The possibility that we might be the cause of an offense that undermines another’s relationship with Jesus is a very serious matter indeed. And, of course, although we often associate scandal with sexual sin, we can be the cause of another’s stumbling for other things that seem to us quite benign. St Paul felt the personal freedom to eat food that had been offered to pagan idols, for instance, but in the knowledge that others might be offended (the word is skandalizein), he resolved never to eat such meat (1 Cor. 8).

I do worry sometimes that our insistence on our “rights” as Christians can sometimes be an obstacle in our witness to others. I will run the risk of being provocative by saying that Canadian churches that defied legislation having to do with gathering, vaccinations, and wearing masks during the pandemic may have occupied a politically and possibly even theologically defensible position, but they did little to enhance the image of a community of people whose primary purpose is to glorify Jesus by serving those for whom he died.

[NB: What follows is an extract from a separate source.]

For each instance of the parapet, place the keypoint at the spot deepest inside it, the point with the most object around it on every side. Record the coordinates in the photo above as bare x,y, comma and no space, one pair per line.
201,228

And on this concluding note, I wish to observe an irony. There is a bigger scandal in the church that we rarely read about in the news. Only this scandal lies at the heart of the Christian faith. It is a grotesque scandal, involving the miscarriage of justice and the death of an innocent person. And the offense in this scandal is that it was our rebellion, self-centeredness and sin, that brought about his execution, and this continues to be received as an insult by every proud member of the human race. This is what St. Paul called the scandal of the cross. “We proclaim Christ crucified,” he declared to the Corinthians, “a stumbling block (skandalizon) to Jews and foolishness to Gentiles” (1 Cor. 1:23).

If the current scandals of the church can be eclipsed, and the harms they have caused be healed, it will only be by the power of this greater scandal. For it is in this Scandal that we find both our forgiveness and the model of self-sacrificial service that is inimical to the abuse of power in all its forms.

Stephen Andrews
Stephen Andrews
The Rt. Rev. Dr. Stephen Andrews is the principal and Helliwell Professor of Biblical Interpretation at Wycliffe College, University of Toronto.